Among these causes a few may be enumerated. The economic stress of industrial life on unskilled workers, with its enfeebling influence on the will power; the large number of seasonal trades in which women are especially engaged; unhappy homes; careless and ignorant parents; broken promises; love of ease and luxury; the craving for excitement and change; lack of both ethical teaching and religious conviction; ignorance of hygiene; all these are more or less contributing causes. But above all is the fact that "commercialized vice" is now a business in which but a small part of the profits are paid to the women, who are exploited for the benefit of certain groups

of men; and parallel with this is the further fact that certain classes of women have discovered that luxuries and ease come to them when they sell their bodies, rather than the work of their hands,-"It is the easiest way."

1. Unfavorable Home Conditions. First among these causes should be named unfavorable home conditions and family relationships. Where the parents are drunken, immoral, degraded, the home crowded and filthy, and the child neglected and abused, there is little hope of the girl escaping sex-violation. Such consequences are illustrated by the experience of the girls now in the State Home for Girls at Geneva.

Among 168 girls in that institution at one time (Summer 1908) 30 were the daughters of drunken fathers, 8 had drunken mothers, 20 had fathers of vicious habits, 16 were children of immoral or vicious mothers.
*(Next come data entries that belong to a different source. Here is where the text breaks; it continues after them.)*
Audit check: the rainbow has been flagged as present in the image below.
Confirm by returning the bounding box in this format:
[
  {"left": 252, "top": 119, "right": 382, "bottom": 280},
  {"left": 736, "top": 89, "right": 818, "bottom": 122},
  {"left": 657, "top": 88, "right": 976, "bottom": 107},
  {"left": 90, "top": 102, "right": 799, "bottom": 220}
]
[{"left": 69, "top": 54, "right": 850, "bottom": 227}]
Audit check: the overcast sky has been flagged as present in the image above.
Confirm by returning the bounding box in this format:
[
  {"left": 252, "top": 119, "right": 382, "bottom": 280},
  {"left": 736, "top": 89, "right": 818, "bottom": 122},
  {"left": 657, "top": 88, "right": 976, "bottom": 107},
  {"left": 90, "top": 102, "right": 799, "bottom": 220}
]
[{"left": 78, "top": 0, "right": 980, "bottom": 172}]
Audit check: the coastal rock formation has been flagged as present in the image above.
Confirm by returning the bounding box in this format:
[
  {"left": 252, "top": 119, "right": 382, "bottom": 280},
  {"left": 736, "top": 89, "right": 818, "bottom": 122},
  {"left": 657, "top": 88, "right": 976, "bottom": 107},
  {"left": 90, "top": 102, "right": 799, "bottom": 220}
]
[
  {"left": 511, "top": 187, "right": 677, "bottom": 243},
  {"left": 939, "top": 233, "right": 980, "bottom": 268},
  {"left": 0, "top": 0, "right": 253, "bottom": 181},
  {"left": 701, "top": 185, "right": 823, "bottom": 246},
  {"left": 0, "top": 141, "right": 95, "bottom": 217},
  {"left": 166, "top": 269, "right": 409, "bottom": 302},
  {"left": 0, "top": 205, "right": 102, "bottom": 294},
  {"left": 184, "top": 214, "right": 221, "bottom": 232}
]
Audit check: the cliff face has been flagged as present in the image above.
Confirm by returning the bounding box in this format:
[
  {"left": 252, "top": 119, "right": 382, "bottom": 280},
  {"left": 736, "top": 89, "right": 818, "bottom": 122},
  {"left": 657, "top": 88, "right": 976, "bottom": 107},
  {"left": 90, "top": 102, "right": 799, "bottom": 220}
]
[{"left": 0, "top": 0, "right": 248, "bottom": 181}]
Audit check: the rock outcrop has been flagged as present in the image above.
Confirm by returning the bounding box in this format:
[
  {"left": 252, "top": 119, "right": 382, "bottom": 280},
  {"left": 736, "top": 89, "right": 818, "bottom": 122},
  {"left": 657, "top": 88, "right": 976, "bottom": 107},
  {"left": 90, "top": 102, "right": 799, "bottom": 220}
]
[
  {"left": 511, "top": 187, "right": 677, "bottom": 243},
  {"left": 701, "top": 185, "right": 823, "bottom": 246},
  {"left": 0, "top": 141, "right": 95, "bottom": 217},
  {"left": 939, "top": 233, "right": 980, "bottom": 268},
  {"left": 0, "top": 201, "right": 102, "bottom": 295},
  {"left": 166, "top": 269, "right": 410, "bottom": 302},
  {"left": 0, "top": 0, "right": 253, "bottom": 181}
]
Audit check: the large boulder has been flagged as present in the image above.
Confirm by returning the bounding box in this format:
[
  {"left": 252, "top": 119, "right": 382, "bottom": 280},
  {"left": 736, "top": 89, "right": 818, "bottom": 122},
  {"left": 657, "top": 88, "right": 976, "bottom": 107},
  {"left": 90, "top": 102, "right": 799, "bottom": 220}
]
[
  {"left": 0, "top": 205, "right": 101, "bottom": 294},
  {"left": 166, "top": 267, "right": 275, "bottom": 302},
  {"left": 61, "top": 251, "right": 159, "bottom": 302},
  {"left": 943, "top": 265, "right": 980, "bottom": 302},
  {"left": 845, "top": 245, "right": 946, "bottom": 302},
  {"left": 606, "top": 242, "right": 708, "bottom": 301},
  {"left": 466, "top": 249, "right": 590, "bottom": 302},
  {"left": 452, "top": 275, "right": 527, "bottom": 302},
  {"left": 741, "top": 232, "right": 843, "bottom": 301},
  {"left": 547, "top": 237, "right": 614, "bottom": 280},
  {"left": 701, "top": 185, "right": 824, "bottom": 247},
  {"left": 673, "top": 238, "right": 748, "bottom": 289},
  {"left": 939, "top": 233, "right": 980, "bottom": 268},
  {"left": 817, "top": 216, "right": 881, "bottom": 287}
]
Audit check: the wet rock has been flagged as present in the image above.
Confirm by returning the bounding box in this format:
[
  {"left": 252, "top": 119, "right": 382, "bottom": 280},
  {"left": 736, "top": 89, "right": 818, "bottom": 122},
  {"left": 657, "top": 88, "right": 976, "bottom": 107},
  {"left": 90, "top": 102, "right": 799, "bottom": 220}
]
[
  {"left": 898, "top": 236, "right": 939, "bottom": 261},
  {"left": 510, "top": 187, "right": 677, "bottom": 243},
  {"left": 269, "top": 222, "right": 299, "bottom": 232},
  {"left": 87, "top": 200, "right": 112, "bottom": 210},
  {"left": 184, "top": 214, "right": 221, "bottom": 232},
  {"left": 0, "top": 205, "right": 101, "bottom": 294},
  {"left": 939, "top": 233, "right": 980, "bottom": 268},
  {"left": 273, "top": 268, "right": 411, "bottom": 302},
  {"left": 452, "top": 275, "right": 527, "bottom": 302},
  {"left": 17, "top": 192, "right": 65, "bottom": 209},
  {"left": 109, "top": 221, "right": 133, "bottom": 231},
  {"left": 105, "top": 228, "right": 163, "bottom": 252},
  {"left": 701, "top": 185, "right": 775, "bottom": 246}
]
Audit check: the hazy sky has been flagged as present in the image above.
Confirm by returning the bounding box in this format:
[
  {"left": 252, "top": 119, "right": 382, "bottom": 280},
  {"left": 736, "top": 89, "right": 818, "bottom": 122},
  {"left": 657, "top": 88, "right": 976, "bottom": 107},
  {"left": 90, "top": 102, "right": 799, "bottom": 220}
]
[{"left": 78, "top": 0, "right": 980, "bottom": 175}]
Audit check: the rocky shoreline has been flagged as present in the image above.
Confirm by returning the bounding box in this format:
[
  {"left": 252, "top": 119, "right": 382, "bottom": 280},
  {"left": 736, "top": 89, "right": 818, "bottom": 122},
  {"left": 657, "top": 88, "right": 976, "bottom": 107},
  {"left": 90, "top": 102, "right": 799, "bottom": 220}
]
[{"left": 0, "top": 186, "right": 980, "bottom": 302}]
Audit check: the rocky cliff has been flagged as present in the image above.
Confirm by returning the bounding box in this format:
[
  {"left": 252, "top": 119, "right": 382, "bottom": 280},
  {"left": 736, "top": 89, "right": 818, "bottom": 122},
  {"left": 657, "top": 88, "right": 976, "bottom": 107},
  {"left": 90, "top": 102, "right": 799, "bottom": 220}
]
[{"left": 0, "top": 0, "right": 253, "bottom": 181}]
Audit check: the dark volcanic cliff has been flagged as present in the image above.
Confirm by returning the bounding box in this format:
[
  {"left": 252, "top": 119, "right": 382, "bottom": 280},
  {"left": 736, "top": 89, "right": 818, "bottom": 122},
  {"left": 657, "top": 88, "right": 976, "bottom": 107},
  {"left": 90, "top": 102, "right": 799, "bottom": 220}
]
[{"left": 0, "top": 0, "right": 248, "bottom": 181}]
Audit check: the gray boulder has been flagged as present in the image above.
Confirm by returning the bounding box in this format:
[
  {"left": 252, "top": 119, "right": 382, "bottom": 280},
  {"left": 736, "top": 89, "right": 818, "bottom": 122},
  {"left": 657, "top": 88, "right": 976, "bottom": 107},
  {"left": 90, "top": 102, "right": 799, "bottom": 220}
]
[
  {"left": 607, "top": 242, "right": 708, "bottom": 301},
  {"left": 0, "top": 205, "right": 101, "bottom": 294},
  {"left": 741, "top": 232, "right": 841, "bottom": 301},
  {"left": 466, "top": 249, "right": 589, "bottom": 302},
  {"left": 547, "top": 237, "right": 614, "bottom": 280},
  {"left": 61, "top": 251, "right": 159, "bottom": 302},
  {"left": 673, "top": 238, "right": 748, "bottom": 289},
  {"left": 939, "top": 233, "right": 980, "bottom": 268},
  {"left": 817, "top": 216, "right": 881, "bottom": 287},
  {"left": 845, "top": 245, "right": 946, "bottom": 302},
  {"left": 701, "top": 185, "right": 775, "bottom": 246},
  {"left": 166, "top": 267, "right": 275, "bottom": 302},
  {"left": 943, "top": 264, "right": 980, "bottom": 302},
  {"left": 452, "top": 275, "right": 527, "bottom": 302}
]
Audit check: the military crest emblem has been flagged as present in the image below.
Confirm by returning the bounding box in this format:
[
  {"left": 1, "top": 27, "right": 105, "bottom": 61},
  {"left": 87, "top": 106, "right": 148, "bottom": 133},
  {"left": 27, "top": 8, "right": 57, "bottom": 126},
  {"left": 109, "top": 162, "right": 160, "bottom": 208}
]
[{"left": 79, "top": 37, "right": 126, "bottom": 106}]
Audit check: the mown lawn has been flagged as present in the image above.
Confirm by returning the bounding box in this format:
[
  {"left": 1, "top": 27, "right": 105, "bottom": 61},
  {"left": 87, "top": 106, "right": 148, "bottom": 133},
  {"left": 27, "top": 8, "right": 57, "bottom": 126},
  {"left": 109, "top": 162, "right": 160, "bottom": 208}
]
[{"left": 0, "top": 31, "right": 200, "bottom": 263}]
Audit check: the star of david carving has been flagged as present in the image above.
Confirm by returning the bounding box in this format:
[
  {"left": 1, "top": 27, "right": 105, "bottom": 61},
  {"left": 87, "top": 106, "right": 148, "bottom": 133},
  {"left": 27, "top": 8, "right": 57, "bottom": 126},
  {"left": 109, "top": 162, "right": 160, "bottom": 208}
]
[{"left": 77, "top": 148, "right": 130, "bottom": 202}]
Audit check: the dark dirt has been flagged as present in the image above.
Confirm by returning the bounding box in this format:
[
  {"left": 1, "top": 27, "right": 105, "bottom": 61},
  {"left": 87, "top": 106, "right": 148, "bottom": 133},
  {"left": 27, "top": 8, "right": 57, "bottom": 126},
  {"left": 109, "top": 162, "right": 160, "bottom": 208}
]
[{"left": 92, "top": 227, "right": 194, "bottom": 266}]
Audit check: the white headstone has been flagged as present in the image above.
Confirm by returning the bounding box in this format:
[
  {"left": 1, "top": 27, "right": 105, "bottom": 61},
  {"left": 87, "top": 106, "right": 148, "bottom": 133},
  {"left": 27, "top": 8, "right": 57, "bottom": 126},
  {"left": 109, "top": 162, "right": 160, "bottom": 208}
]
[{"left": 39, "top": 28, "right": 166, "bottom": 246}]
In the families of 12 there were others of criminal or vicious habits; 24 were children of fathers who had deserted the family; 11 were illegitimate, and 10 were victims of gross cruelty. Twenty-nine of these girls had already been in houses of prostitution, 13 had sisters who were immoral, 31 country girls at Geneva and 16 Chicago girls each testified that the companion of her first experience was a member of her own family. Of course it is apparent that in. many of these instances more than one of the unhappy conditions would be operative, so that some overlapping must be recognized. Many other instances could be obtained from among the girls who have been wards of the Juvenile Court.1

More serious still are the cases of venereal infection in families where some member of the group, usually the father, spreads the disease. In one case under observation, the father, while living away from home became infected. A few weeks later he came home and infected a six year old daughter.2 Often when the home is not entirely degraded there are conditions of crowding and poverty which lead to misfortune. Working all day, the girls are often obliged to help at home in the evening; and if they live in a crowded house, they must go on the streets to receive their friends. They are thus practically forced on the street for social life.

1See Chapter IV, "Sources of Supply," page 228.

2 Monthly report of the Juvenile Protective Association.